Senior English major Ben Koch said he and his friends have always talked about auditioning to be a student commencement speaker.
But unfortunately for Koch, he will never receive the opportunity to audition to speak at his own commencement this spring.
This year is the first that student commencement speakers were nominated by executive directors as opposed to years past, when students were able to nominate themselves.
“I found out in weird ways [about the new process,]” Koch said. “I heard through the grapevine that several students were nominated by faculty members and had already gone through several rounds.”
Alan Galsky, vice president for student affairs, asked the executive directors and other team members to nominate students who they believed would be worthy of consideration to be a commencement speaker.
“I and other key administrators strongly felt that one of the highest honors is to be selected to be as a commencement speaker,” Galsky said. “So we handled the nomination process just as we would with any other student award.”
In previous years the commencement committee ran the selection of commencement speakers, and the process was open to any student who wished to apply. Galsky said they changed the process because it is a high honor.
“It was not that the previous process didn’t work,” he said. “We think that it is a higher honor and therefore should be treated in the same respect.”

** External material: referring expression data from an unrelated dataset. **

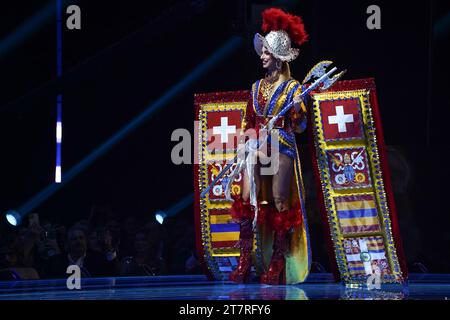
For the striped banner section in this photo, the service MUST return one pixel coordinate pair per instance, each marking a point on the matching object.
(224, 234)
(364, 253)
(357, 213)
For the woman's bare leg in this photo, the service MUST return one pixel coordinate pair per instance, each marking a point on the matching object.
(281, 182)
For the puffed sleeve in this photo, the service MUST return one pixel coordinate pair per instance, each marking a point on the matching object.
(298, 118)
(250, 116)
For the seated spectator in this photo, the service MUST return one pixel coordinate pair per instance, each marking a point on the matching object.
(91, 263)
(146, 260)
(11, 266)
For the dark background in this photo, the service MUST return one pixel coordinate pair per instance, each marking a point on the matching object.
(128, 54)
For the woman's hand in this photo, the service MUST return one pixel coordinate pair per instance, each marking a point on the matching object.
(297, 100)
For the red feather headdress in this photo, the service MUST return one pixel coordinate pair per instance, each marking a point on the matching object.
(276, 19)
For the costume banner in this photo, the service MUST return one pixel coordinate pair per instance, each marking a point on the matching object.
(352, 176)
(354, 184)
(220, 121)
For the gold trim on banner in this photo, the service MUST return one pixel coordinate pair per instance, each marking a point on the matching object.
(376, 189)
(204, 158)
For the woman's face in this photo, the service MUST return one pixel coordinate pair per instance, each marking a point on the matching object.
(267, 59)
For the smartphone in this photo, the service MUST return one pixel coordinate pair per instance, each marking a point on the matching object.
(33, 218)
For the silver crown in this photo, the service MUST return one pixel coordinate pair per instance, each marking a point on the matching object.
(277, 43)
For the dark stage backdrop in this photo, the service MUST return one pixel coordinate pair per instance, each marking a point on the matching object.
(127, 54)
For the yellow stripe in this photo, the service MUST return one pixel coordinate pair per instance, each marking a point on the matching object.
(354, 222)
(355, 205)
(220, 218)
(224, 236)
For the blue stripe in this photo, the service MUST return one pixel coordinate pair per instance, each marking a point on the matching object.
(255, 98)
(376, 251)
(224, 227)
(347, 214)
(357, 269)
(275, 96)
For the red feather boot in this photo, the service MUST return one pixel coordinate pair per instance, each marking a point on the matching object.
(243, 212)
(282, 223)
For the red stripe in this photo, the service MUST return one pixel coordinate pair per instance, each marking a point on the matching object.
(363, 228)
(217, 212)
(363, 197)
(321, 198)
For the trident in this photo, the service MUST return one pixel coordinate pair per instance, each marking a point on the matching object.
(322, 81)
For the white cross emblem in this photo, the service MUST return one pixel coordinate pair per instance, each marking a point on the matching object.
(224, 130)
(341, 119)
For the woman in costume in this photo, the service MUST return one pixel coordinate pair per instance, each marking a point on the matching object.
(282, 227)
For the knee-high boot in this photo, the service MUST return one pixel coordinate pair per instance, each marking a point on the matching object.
(282, 223)
(243, 212)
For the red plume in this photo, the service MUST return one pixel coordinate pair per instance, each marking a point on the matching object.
(276, 19)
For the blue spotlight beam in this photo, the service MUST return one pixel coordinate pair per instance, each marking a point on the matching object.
(58, 163)
(230, 46)
(28, 28)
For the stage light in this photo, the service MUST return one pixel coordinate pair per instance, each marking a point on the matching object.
(160, 216)
(197, 73)
(14, 218)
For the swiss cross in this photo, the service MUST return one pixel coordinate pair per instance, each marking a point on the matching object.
(341, 119)
(224, 129)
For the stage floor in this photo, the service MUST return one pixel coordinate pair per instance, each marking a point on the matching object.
(318, 287)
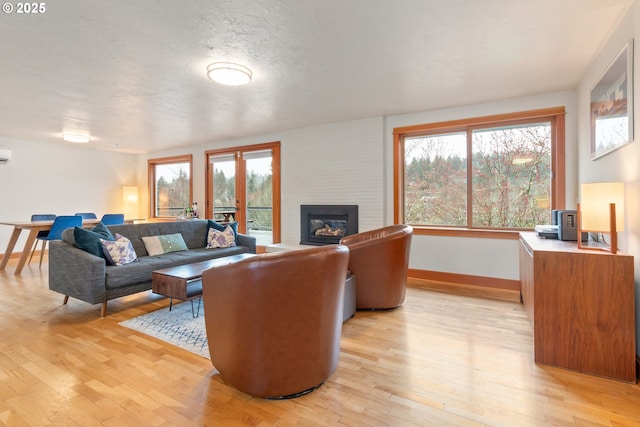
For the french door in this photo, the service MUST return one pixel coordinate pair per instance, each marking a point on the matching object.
(243, 185)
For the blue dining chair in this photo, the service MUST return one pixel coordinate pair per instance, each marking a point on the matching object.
(42, 233)
(112, 219)
(60, 224)
(87, 215)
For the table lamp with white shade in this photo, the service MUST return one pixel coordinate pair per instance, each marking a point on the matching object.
(601, 210)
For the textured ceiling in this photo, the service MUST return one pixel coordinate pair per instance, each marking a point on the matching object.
(132, 72)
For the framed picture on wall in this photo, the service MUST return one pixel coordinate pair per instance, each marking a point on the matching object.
(612, 105)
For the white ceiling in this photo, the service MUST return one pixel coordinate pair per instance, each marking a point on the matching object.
(132, 73)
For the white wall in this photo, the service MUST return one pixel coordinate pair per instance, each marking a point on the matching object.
(61, 179)
(477, 256)
(621, 165)
(339, 163)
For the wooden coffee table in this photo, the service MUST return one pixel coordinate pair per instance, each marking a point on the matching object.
(184, 282)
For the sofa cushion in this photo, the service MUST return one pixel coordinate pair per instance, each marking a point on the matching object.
(140, 271)
(164, 244)
(221, 227)
(119, 251)
(89, 240)
(221, 239)
(194, 232)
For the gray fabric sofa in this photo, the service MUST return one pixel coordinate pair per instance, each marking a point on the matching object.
(81, 275)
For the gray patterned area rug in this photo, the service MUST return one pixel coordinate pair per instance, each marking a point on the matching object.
(177, 327)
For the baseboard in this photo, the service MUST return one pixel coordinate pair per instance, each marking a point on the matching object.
(465, 279)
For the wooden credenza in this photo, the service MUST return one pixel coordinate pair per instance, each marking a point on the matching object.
(581, 307)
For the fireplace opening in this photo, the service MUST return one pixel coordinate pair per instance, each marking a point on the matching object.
(327, 224)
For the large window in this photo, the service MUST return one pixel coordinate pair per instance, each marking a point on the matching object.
(170, 186)
(243, 185)
(498, 172)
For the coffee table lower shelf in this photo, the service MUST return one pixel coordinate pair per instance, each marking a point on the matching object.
(184, 282)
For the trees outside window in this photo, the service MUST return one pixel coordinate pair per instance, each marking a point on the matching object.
(170, 186)
(495, 172)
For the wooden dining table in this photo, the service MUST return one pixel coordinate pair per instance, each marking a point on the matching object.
(33, 227)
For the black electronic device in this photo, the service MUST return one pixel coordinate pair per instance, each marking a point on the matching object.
(568, 226)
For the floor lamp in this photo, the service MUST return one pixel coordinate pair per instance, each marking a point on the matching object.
(601, 210)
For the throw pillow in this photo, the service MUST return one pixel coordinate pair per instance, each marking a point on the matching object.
(89, 240)
(221, 227)
(119, 251)
(221, 239)
(157, 245)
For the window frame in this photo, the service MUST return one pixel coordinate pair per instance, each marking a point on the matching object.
(151, 173)
(555, 115)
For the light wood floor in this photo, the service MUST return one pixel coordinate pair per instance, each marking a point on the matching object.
(450, 356)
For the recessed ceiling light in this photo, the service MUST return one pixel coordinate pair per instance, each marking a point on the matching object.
(229, 74)
(76, 137)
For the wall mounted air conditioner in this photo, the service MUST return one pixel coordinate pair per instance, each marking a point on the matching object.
(5, 155)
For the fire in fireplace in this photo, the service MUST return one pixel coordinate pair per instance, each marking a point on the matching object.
(327, 224)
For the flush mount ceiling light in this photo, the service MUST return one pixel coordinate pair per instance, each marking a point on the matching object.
(229, 74)
(76, 137)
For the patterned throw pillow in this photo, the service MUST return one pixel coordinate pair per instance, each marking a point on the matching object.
(221, 239)
(89, 240)
(158, 245)
(119, 251)
(220, 227)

Koch said he is disappointed that because he was not nominated, he will not be given the chance to speak.
“I have always looked forward to reading a speech, and I wanted to give it a go,” he said. “Auditioning to be a commencement speaker has always been a tradition, but now my chance is gone.”
Koch said it is unfair that this opportunity is now only open to a select number of students.
“I think it goes against what graduation really is,” he said. “I’ve always viewed graduation as something for the students, not just the university. Now not all graduating students have the opportunity to share their feelings and to celebrate the university.”
Galsky said the process has worked so far and he thinks it will be used in the future.
“This is a higher honor and the student nominated and chosen deserves that honor,” he said.
The nomination process consists of three rounds, and the selection committee is leading into its third round with five finalists.
The third round is the final audition, and students have been asked to prepare and present a 5 to 10 minute speech they would use at commencement said Galsky.
“I would like to have the process complete with a finalist and alternative speaker chosen by the third week of April,” he said. “It being the second week of April, I would say we are right on the mark.”